The Most and Least Distinctive Tracks
Most Distinctive (furthest from the catalog average)
| Track | Album | n/s | BPM | Ambig% | Why it’s unusual |
|---|---|---|---|---|---|
| Indefinite Diagnosis | Flabby Wings | 17.2 | 217 | 1% | Near-zero ambiguity, 84% mid/high register — the anti-fingerprint |
| Gloss | Bleenex | 17.2 | 214 | 7% | Dense from note one, register-shifted upward |
| Miserable Nostalgia | Flabby Wings | 15.2 | 215 | 0% | Zero ambiguity — pure triads and extensions |
| Eat Shit City | ABH | 18.0 | 198 | 16% | Densest track in the catalog by raw n/s |
| Movement 1 | Flabby Wings | 14.7 | 214 | 18% | Extended composition, upper register |
| Aquatic Amphetamines | Defenestrator | 1.0 | 118 | 100% | The opposite extreme: one note per second, fully ambiguous |
The most distinctive tracks cluster at two extremes: ultra-dense instrumentals with almost no harmonic ambiguity (Flabby Wings), and ultra-sparse pieces that are entirely ambiguous (Defenestrator, Bad Cop). The “Le Rug sound” lives in between.
Most Average (closest to the catalog norm)
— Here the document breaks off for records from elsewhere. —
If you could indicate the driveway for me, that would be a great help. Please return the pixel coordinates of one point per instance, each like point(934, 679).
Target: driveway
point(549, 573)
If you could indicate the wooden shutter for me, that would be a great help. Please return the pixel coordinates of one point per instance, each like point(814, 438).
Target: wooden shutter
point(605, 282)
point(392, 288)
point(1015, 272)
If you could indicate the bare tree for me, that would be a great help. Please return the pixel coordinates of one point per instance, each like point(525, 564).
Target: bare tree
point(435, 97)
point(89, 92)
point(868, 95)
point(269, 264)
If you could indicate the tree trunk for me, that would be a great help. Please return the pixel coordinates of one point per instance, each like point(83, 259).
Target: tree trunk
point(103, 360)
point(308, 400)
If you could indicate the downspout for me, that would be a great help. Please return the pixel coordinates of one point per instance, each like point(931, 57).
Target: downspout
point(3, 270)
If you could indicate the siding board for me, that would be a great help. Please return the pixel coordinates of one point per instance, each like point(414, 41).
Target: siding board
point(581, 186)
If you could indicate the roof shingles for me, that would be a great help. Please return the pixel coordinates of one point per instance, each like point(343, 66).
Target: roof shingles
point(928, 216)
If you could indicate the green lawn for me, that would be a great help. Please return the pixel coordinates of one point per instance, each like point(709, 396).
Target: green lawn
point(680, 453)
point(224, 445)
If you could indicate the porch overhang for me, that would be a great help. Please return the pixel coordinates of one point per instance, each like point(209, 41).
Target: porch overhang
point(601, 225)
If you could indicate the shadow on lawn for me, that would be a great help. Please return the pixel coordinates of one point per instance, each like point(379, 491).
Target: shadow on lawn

| Track | Album | n/s | BPM | Ambig% | Score |
|---|---|---|---|---|---|
| Birth Control | Swelling | 6.6 | 197 | 57% | 0.20 |
| FDR | America | 6.5 | 202 | 62% | 0.21 |
| N.C.O. | Ersatz EP | 6.8 | 205 | 67% | 0.27 |
| Birds | C.R.E.E.P. | 7.1 | 198 | 53% | 0.27 |
Birth Control from Swelling (the Bangkok record) is statistically the most “average” Le Rug track in the entire catalog. 6.6 n/s, 197 BPM, 57% harmonic ambiguity — dead center on every metric. This is notable because Swelling was recorded alone, on the other side of the world, during a low period. The most isolated recording conditions produced the most characteristic sound. Another data point for the singular-vision thesis.